MONTREAL.- The Montreal Museum of Fine Arts presents Peter Doig: No Foreign Lands, the first major exhibition of the artists work since his mid‐career retrospective shown at Tate Britain, London; Musée d'Art Moderne de la Ville de Paris; and Schirn Kunsthalle, Frankfurt in 2008 but also the first exhibition of its kind to be presented in North America. This landmark event is part of an ambitious season of contemporary art exhibitions at the MMFA.
With his oeuvre deeply rooted in a tradition that goes back to Gauguin, Bonnard and Munch, Peter Doig gives us a beautiful, contemplative and mysterious glimpse into the secrets of the painters craft, which finds its true home in a museum of fine art, says MMFAs Director and Chief Curator Nathalie Bondil.
Peter Doig: No Foreign Lands is a co‐production of the MMFA and the National Galleries of Scotland, Edinburgh, where it was on view in the summer and fall of 2013 and met with great critical success. The exhibition will make only one stop in North America, at the MMFA. For the Scottish painter, presenting the exhibition in the two cities that have played a vital role in his life as an artist Edinburgh, where he was born and Montreal, where he spent some of his youth and where he returned to as an adult is deeply meaningful.
To be exhibiting in Montreal, where I have lived, worked and have great fondness for means a lot to me. My time in Quebec as a child during the Expo, through my young teens and then again my 20's in Montreal, were formative years in the development of my paintings. I know the museum's rooms from childhood, so to be exhibiting in them now is a great privilege, said Doig.
Over a career of nearly three decades, Doig has reinvigorated a medium considered by many to have fallen into irrelevance. His inventive style, uncommonly sensuous palette and suggestive imagery have set him apart from many of his contemporaries. A willingness to take up the challenge still posed by the paintings of Gauguin, Matisse, Bonnard, Marsden Hartley and Edward Hopper places Doig in a long line of great colourists, expressive handlers of paint and creators of richly textured worlds.
Peter Doig: No Foreign Lands is the first exhibition devoted to the artists output since he returned to Trinidad in 2000 for an artist residency and then settled there in 2002. The move marked a turning point in his painting.
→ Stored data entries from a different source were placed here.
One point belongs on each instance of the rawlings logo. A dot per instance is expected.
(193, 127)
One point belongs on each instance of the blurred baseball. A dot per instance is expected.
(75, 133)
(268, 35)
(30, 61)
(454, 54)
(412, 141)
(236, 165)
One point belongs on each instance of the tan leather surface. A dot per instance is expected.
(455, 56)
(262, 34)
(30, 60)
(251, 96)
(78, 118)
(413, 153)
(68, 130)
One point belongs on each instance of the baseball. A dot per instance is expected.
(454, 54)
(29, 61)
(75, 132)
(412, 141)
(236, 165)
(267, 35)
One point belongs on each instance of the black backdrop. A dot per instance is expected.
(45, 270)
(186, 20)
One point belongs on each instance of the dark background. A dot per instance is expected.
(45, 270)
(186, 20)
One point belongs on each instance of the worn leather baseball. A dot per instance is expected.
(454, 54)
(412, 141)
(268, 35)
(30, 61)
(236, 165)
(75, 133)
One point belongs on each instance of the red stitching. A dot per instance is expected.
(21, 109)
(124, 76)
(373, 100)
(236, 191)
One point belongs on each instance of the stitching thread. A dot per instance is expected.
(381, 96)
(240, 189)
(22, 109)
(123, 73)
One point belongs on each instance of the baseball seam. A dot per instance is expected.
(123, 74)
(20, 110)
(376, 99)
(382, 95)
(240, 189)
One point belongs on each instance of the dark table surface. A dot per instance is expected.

As fellow Scot Robert Louis Stevenson wrote in The Silverado Squatters: There are no foreign lands. It is the traveller only who is foreign.
During the period covered by the works in this exhibition, Doig, while based in Trinidad, has also divided his time between London, New York and Düsseldorf. Having left Edinburgh as a small child, his peripatetic life and memories of growing up in Canada, before studying and living in London for 20 years, have given Doig a particularly rich visual knowledge and archive of motifs, which he draws from continually in his work.
Exhibition curator Stéphane Aquin noted: Over the course of his many departures and returns, now dividing his time between Trinidad and New York, Doig has accomplished a long voyage that took him from the souks of Tangiers to abstraction, from a reverie of unexplored inner worlds to the configuration of the debris that history has left in its wake. What paths, one asks oneself, must a painter still take when no land is strange to him?
The exhibition will present over a hundred works executed over the past fourteen years, including forty major paintings. These diverse works, at once austere and monumental, beautiful and spontaneous, are the end result of a series of sketches and adaptations. Doigs highly unusual approach to pictorial composition will be explored by displaying preparatory works and finished paintings side by side. This original presentation will also include studies, personal documents and an extensive selection of film club posters and explore the artists use of recurrent images.
Few exhibition spaces are as well suited to display the oeuvre of Peter Doig as the great classical galleries of the Michal and Renata Hornstein Pavilion. These galleries, dating from 1912, were designed for salon painting characteristic of the late‐nineteenth and early‐twentieth centuries, a period in painting that Doig acknowledges as an influence. His work follows in the great tradition of artists that include Bonnard, Matisse, Gauguin and Munch, but also of James Wilson Morrice and Tom Thomson, Canadian painters he admires, and of Wifredo Lam and Armando Reverón, the celebrated Cuban and Venezuelan artists. If there exists a legitimate successor to these great masters, Doig is widely held to be the one.
The exhibition unfolds like a voyage, a descent into the secrets of Doigs creative process and into the imagination that inhabits his canvases and makes them so evocative. From one gallery to the next, visitors will discover Doigs world of painting and how he explores its expressive potential, narrative power and its history with consummate virtuosity. Scenes from everyday life, tropical landscapes, visions of ghostly beings, solitary figures, boats, forests, walls for Doig, all subjects are opportunities to commit himself fully to the act of painting. At times, he can take years to complete a canvas, and he often returns to the same subject. The exhibition features a number of pairs of works, paintings that share a similar motif but were not conceived of in series. These pairings, brought together in many instances for the first time, testify to the artists sense of obsession and inventiveness.